What one word describes your role or a quality you bring to our campus community?

I think my word is definitely “energetic” because I feel like that applies to a lot of different areas. When I’m meeting new people or when I’m trying to make new friends, having that energy so that I can interact with people and have those positive feelings so you can bond. As well as through my jobs, I do a lot of work through Career Services as well as New Student & Family Programs, where I’m helping with orientation.

I’m the first person there for a lot of different circumstances—when new students and their families come in, as well as handling talking to employers or maybe students who are nervous about an internship fair or career fair because they don’t know what it looks like, and just through my classes in talking to new professors or students. I have to keep up with a lot of energy and feel energized myself even if there are moments when I’m tired because it helps with optimism, positivity and a greater outlook. It helps to build a better relationship with other people as well.

Do you feel like this word encompasses all your contributions, or is there more to share?
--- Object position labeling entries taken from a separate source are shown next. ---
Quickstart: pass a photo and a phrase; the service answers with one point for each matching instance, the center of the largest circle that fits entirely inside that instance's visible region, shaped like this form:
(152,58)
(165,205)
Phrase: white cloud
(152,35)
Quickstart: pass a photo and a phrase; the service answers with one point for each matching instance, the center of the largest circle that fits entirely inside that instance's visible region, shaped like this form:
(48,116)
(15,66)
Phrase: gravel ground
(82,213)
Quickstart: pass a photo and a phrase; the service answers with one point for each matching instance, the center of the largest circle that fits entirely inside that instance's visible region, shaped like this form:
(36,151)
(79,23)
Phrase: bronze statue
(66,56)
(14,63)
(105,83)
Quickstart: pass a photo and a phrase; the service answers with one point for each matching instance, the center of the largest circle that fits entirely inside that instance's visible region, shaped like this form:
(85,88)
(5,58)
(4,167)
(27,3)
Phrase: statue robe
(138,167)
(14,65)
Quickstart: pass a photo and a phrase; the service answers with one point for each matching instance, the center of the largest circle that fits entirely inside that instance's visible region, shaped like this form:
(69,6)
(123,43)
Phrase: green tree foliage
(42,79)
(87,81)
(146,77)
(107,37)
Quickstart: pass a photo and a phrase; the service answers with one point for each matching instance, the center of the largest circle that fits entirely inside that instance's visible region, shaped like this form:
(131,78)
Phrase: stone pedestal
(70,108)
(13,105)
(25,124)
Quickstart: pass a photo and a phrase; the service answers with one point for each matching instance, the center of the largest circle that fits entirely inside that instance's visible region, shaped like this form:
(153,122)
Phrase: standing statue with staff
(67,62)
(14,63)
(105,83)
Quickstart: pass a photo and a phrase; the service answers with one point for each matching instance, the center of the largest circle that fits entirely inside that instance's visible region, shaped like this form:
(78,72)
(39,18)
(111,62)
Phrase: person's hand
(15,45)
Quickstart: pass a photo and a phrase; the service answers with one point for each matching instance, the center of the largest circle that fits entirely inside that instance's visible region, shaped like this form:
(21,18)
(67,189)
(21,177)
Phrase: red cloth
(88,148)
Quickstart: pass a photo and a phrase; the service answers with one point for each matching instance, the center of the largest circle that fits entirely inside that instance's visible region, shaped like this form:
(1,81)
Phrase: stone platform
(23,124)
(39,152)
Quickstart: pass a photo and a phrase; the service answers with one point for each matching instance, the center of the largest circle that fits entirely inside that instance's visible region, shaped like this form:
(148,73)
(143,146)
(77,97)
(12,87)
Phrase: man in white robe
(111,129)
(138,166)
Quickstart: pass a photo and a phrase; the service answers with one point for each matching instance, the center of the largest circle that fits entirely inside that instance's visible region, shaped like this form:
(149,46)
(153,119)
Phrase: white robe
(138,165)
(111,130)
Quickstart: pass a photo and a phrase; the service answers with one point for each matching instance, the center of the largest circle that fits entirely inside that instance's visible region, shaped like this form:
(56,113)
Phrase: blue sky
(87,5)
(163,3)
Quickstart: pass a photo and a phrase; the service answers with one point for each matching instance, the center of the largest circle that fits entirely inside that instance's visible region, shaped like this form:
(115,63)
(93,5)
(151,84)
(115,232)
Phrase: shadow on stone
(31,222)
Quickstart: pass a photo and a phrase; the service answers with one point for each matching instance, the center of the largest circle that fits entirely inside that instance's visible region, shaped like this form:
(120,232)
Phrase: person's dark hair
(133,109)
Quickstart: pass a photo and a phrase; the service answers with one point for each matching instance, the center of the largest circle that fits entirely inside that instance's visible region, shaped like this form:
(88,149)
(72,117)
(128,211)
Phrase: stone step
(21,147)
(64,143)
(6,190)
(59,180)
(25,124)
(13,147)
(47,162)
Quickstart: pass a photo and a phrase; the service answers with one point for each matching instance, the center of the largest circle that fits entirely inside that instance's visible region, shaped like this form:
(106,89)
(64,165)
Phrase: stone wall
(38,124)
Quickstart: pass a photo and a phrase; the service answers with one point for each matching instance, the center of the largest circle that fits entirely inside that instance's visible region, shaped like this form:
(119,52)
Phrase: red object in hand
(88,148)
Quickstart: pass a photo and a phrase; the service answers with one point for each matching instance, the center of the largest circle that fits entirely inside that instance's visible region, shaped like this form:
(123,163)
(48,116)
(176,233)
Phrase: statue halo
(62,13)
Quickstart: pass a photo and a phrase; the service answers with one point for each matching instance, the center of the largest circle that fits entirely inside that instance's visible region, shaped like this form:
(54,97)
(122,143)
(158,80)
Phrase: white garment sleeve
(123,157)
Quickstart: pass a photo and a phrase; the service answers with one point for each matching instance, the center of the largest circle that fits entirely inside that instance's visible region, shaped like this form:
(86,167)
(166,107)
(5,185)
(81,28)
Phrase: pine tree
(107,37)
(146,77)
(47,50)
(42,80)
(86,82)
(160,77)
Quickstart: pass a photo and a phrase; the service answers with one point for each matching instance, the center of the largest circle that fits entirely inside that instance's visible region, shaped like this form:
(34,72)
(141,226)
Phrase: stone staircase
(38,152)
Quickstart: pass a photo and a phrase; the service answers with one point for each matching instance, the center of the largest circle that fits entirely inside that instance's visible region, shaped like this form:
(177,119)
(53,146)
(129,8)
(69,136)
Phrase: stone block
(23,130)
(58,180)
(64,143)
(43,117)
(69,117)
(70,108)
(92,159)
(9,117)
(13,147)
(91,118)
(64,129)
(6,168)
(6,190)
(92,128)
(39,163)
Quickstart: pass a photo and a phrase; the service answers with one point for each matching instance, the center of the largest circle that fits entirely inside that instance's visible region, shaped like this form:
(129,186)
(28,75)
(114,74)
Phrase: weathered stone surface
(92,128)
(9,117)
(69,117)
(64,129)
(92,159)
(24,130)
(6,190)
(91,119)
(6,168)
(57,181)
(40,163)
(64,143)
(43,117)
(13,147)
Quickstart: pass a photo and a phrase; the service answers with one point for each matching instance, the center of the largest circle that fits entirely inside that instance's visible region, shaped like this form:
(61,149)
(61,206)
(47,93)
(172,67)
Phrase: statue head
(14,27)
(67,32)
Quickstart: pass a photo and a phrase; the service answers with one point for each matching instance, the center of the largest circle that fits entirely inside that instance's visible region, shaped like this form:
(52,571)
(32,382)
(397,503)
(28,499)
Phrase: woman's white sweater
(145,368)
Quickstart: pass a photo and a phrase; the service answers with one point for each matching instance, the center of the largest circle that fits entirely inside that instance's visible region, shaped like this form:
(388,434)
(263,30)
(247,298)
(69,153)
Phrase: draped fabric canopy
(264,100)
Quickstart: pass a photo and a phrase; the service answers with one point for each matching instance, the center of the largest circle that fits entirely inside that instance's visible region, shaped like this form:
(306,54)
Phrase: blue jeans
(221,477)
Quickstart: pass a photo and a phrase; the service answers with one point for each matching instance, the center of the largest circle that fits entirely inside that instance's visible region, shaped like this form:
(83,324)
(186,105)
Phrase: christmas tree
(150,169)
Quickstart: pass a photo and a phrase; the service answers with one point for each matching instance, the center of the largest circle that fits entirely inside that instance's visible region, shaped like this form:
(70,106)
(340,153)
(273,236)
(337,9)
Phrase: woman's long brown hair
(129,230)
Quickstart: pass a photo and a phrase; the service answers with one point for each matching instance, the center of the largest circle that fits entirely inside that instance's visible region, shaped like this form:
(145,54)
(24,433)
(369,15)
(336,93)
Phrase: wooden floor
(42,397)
I feel like [“energetic”] sums up a lot of what I have to offer and what I do because I personally like being busy. I appreciate and like being involved and filling up my time because I don't want to be sitting in my room doing nothing for a long period of time. Having that energy really helps me, and it connects me to opportunities and people with interesting backgrounds and perspectives. 

I think definitely having energy is not always a requirement—I went through training when becoming a Journey Leader. Having optimism and energy doesn’t always necessarily mean that everything is hearts and daisies and flowers or that you always have to be smiling because there are those moments. But I feel [being energetic] definitely is an assistance when getting through the tough times. I think for different circumstances when you don’t have energy, having productivity, being creative or finding different outlets of being social [can help] but doesn't necessarily have to be in an extroverted way. 

Just getting to meet other people through finding a career through CU Boulder, having different internship opportunities or building different relationships (with professors, for example), I feel like having that aspect of being social can help as well as just having a growth mindset to situations, since there are times that can be up and down. Having the growth mindset definitely helps out—it’s called, I think, the “W-Curve” which is basically going through transitions where you go through the highs of a honeymoon when coming to CU Boulder, for example, and the lows of culture shock. It’s like a rollercoaster so I feel like having that growth mindset when you make mistakes or when you feel down can definitely help as well. I think those elements all help out through the process of being at CU Boulder.